We old sourballs at Critical Pages have never liked President Morsi. His party, composed primarily of the Muslim Brotherhood and a sprinkling of conservative Islamic groups, was the last to take part in the grassroots uprising that overthrew the autocratic Hosni Mubarak — an uprising that succeeded when the military withdrew their support of Mubarak, forced him out of office and took him prisoner. And when the Muslim Brotherhood did begin to participate in the move against Mubarak, they said they were not interested in political power and would not field a presidential candidate.
That was merely the first in a long list of lies and stealth maneuvers that brought Morsi and the Muslim Brotherhood to power. And after getting into office President Morsi behaved like a man who, having won the election, believes he has an intrinsic right to do whatever he pleases. And what pleased him was to acquire more and more power. At one point in 2012 he granted himself unlimited powers to “protect” the nation and the power to legislate without judicial oversight or review. Yup, he was a rotten president.

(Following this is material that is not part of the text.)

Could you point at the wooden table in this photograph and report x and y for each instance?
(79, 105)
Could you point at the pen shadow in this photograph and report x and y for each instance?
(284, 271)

But we old sourballs don’t feel like celebrating the overthrow of a democratically elected president, even a rotten one, by a military junta acting in the name of “the people,” by which they mean the mobs in the street. That mob is made up of secularists, yes, and liberals, yes, and also by lots of supporters of Mubarak and by religious zealots more backward than the Muslim Brotherhood. But even if those cheering in Tahrir Square had been saints and angels, it’s still a lousy way to remove a president from office.
So the military powers have rolled out the armored personnel carriers, arrested the president, arrested the leaders of his political party, suspended the constitution and announced to the cheering throngs that they, the generals, will present them with a roadmap to the future. The last time this happened was at the fall of Mubarak and after the military had been in power for a while the mobs discovered they didn’t like it.
Maybe this is what Egypt needed to do. Maybe the political system had failed — it certainly looked that way — we know the economy was failing and maybe the society as a whole was sliding toward failure. Now, this time, maybe the secularists will get their act together, get organized, field one candidate and not three. Maybe Egyptian society will get around to the concept that people have certain rights regardless of which party wins an election. Maybe the idea of live-and-let-live will spread everywhere.